It's unsurprising that round-tripping long content through an LLM results in corruption. Frequent LLM users already know not to do that.
They claim that tool use didn't help, which surprised me... but they also said:
> To test this, we implemented a basic agentic harness (Yao et al., 2022) with file reading, writing, and code execution tools (Appendix M). We note this is not an optimized state-of-the-art agent system; future work could explore more sophisticated harnesses.
And yeah, their basic harness consists of read_file() and write_file() - that's just round-tripping with an extra step!
The modern coding agent harnesses put a LOT of work into the design of their tools for editing files.

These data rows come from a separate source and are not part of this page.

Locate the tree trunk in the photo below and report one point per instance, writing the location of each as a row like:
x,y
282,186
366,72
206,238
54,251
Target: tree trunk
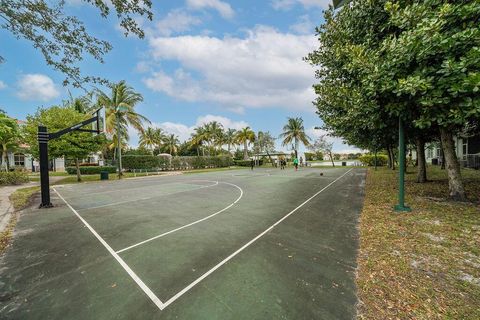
x,y
4,157
331,158
422,166
392,157
455,183
245,150
442,155
270,157
389,158
77,165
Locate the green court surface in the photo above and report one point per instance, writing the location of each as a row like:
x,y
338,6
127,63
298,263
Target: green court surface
x,y
239,244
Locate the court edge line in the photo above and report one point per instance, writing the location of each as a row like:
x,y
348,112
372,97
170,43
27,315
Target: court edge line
x,y
206,274
124,265
147,198
190,224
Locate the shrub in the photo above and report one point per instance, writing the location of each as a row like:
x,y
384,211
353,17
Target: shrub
x,y
143,162
132,162
13,177
91,170
247,163
369,160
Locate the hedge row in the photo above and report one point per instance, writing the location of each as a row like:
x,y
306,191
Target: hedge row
x,y
369,160
13,177
90,170
248,163
130,162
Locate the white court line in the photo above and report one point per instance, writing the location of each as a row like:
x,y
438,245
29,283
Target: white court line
x,y
190,224
206,274
130,272
147,198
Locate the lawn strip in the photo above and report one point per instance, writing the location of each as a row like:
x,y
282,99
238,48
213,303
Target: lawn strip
x,y
424,264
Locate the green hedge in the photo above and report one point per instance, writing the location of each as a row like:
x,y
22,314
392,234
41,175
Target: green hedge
x,y
369,160
247,163
90,170
131,162
143,162
13,177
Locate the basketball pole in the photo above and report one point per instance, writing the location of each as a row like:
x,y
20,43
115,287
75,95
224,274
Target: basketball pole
x,y
43,138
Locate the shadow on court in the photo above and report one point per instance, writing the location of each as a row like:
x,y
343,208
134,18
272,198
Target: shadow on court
x,y
262,244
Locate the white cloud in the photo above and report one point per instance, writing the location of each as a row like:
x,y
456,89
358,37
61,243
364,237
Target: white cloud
x,y
176,21
303,26
288,4
264,69
223,8
36,87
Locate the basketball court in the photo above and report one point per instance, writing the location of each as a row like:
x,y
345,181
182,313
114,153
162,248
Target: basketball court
x,y
238,244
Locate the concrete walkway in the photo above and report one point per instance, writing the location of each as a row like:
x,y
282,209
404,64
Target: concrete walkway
x,y
6,208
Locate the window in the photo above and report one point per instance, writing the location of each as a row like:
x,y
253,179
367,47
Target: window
x,y
19,159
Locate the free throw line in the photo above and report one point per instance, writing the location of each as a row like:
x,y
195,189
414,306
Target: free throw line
x,y
147,198
130,272
190,224
206,274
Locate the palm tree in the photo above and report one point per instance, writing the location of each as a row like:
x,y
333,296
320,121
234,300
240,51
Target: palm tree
x,y
171,143
214,134
120,112
245,136
9,135
266,143
149,138
199,137
230,138
294,131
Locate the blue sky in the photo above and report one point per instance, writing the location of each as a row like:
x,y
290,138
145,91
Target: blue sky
x,y
237,62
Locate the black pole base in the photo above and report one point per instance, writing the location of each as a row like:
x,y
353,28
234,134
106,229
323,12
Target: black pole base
x,y
46,205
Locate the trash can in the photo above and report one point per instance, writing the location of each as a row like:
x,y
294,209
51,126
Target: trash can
x,y
103,175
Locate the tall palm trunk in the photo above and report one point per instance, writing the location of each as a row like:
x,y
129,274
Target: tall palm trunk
x,y
245,150
455,183
77,165
4,156
422,167
296,148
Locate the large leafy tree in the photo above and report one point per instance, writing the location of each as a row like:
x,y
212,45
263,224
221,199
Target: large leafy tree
x,y
63,40
434,63
9,136
418,61
75,145
245,136
294,132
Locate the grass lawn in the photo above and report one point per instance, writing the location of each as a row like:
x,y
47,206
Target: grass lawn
x,y
19,199
424,264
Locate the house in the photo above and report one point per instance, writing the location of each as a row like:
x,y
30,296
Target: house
x,y
467,150
24,160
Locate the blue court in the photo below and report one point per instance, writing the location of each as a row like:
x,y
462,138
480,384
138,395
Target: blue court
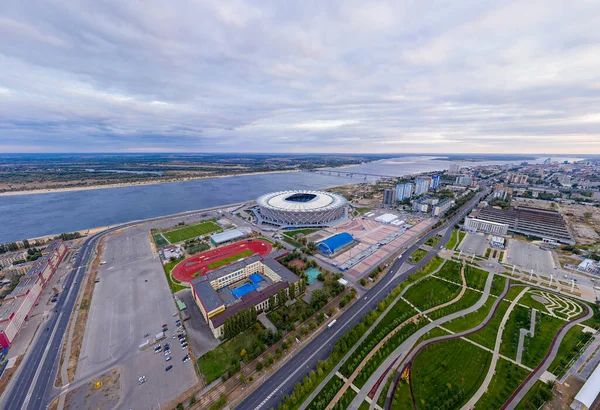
x,y
256,278
312,274
244,289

My favorite current example of that is the Claude edit suite described here: https://platform.claude.com/docs/en/agents-and-tools/tool-us...
The str_replace and insert commands are essential for avoiding round-trip risky edits of the whole file.
They do at least provide a run_python() tool, so it's possible the better models figured out how to run string replacement using that. I'd like to see their system prompt and if it encouraged Python-based manipulation over reading and then writing the file.
Update: found that harness code here https://github.com/microsoft/delegate52/blob/main/model_agen...
The relevant prompt fragment is:
You can approach the task in whatever
way you find most effective:
programmatically or directly
by writing files
As with so many papers like this, the results of the paper reflect more on the design of the harness that the paper's authors used than on the models themselves.I'm confident an experienced AI engineer / prompt engineer / pick your preferred title could get better results on this test by iterating on the harness itself.